É normal uma criança bilíngue demorar um pouco mais para falar do que uma criança monolíngue, mas o atraso é temporário e geralmente de pouco meses. Geralmente aos cinco anos a criança já tem vocabulário nos dois idiomas equivalente as outras que falam apenas um.

A longo prazo os benefícios de ser bilíngue superam qualquer desvantagem inicial, por exemplo, várias pesquisas comprovam que crianças bilíngues tem mais habilidade cognitiva e, segundo o Jornal New York Times, são mais espertas que as monolíngues (não fui eu quem disse, está escrito lá).

Mito 2: Bilinguismo causa confusão

Muita gente acha que aprender dois, ou mais, idiomas ao mesmo tempo confunde as crianças, que acabam misturando tudo e não aprendendo nada.
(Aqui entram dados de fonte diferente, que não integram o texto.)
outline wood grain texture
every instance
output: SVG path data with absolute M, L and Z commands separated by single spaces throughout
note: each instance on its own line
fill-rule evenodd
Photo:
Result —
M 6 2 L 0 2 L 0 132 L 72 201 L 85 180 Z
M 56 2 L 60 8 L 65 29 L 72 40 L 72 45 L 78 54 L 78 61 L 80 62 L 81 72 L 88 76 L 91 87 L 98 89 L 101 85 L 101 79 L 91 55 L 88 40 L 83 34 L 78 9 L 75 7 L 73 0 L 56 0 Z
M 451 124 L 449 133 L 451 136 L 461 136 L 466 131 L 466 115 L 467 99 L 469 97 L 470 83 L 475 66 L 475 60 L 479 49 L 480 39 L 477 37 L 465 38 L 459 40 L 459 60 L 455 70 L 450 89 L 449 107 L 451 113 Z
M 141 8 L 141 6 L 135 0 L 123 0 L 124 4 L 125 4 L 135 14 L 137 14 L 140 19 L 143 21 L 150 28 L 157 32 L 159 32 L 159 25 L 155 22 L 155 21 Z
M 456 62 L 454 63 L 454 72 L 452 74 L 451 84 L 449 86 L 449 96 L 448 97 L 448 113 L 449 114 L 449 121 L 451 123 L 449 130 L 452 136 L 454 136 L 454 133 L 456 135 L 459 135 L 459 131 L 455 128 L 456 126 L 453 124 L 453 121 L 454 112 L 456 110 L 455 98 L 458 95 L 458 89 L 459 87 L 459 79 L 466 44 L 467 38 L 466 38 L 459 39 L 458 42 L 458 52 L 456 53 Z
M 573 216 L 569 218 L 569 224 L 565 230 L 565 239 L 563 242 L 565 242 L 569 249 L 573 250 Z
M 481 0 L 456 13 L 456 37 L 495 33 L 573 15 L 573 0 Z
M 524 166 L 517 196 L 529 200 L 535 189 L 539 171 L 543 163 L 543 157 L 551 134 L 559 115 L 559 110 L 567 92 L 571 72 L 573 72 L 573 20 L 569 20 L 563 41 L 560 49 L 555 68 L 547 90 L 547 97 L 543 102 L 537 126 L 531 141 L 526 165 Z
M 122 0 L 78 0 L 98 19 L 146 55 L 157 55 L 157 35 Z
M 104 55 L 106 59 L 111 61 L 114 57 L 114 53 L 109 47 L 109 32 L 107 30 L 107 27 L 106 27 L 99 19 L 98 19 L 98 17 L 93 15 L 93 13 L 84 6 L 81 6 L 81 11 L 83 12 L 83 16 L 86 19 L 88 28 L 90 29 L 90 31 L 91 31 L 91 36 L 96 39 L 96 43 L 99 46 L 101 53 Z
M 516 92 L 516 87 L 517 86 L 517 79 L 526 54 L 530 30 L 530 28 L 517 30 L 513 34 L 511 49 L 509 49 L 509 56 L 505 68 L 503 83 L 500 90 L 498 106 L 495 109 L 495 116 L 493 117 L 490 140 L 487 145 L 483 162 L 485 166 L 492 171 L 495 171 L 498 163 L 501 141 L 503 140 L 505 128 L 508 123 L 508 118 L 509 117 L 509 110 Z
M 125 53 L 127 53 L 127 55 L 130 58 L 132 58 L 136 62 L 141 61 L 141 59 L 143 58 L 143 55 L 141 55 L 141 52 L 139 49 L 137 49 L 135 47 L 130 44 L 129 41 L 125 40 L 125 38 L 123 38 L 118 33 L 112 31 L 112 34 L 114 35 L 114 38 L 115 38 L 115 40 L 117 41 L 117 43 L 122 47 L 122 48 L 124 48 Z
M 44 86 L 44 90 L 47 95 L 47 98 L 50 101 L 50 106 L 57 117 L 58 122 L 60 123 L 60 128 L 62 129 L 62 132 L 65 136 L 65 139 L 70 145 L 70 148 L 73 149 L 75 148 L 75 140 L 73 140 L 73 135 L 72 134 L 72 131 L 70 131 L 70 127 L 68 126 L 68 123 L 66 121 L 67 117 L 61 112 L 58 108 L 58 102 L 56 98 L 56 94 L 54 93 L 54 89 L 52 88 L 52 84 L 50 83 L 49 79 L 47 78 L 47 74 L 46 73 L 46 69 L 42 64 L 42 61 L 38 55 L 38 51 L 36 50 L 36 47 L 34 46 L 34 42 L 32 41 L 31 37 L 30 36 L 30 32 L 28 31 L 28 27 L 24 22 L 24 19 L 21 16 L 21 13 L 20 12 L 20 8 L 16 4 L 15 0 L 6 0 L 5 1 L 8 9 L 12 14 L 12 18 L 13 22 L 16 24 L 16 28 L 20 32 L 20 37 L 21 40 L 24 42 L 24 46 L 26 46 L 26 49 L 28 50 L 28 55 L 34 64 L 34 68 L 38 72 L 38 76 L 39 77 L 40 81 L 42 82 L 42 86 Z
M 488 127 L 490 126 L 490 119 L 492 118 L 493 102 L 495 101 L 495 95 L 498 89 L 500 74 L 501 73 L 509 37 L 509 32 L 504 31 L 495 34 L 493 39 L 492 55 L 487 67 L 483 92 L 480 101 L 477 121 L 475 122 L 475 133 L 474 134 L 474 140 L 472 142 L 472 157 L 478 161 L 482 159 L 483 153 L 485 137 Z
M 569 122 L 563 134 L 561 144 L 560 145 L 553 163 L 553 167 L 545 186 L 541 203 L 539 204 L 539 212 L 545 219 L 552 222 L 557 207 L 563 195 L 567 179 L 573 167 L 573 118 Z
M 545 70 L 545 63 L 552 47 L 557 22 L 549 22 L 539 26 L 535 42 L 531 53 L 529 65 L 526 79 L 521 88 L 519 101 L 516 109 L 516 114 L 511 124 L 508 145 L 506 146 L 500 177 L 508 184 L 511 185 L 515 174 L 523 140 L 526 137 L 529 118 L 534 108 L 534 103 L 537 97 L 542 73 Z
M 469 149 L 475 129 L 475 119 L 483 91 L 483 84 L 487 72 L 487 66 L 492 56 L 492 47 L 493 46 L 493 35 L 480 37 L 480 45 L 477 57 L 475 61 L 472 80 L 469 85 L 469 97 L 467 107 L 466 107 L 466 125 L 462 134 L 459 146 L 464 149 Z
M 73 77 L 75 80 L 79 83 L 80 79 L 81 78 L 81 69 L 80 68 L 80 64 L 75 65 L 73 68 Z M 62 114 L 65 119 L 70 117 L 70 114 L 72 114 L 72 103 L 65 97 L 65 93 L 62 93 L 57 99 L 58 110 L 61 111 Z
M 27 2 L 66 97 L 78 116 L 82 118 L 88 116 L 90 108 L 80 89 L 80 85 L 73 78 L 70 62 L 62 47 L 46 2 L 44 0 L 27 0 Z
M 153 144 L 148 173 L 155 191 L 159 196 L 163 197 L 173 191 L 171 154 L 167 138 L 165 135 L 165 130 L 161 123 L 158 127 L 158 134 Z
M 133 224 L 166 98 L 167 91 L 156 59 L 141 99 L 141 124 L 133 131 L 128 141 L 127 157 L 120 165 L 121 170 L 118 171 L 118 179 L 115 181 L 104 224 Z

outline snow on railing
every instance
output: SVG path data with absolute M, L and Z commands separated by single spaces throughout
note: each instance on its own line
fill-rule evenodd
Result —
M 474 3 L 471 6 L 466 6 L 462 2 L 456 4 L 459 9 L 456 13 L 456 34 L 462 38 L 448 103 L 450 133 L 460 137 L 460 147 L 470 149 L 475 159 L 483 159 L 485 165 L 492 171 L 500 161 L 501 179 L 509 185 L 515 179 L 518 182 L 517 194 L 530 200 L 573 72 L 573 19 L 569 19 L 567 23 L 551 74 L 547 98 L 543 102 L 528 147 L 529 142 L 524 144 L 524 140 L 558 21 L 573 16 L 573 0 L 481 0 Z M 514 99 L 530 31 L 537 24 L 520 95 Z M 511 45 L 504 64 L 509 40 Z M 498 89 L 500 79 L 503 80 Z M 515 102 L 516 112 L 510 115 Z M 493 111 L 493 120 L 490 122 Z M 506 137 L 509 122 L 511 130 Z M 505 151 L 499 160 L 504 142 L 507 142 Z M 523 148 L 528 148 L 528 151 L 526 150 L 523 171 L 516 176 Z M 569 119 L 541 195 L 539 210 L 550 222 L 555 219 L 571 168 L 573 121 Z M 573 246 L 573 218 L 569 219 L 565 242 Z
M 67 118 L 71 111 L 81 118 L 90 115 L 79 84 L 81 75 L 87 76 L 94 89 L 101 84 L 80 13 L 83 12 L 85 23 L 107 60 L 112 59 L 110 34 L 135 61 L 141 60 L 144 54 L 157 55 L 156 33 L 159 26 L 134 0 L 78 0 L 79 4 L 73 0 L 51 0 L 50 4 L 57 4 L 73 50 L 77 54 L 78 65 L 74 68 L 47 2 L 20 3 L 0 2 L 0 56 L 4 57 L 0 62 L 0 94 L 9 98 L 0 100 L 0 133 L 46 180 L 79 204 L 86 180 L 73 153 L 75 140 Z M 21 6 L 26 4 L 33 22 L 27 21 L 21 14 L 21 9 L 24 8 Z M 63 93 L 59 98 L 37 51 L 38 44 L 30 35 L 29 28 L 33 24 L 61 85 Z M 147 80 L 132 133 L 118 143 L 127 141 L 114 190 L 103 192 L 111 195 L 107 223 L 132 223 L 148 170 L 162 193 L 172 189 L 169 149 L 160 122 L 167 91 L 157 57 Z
Essa mistura é comum quando aprendemos outra língua (até nós adultos fazemos isso não é mesmo?) e não é indicação de que a criança não sabe a diferença entre os idiomas. A mistura ocorre porque o vocabulário dela ainda não está completo e ela precisa usar palavras dos dois idiomas para conseguir se expressar. Ou quer usar uma palavra que ela não acha no outro idioma, por exemplo, a palavra “saudade” não tem equivalente em inglês, dizemos apenas “I miss you” (sinto sua falta). Outro fator que contribui para a mistura é o exemplo dos pais, se nós misturamos em casa, os filhos também vão misturar.

Mito 3: É muito cedo, ou muito tarde, para ensinar um segundo idioma

Quanto mais cedo começarmos a ensinar um segundo idioma melhor. Por razões biológias, a criança mais nova tem maior facilidade para desenvolver um sotaque nativo mas isso não significa que uma criança mais velha ou adulto não possa aprender outros idiomas depois de uma idade X. Vai ser apenas um pouco mais difícil. Eu aprendi inglês com 19 anos.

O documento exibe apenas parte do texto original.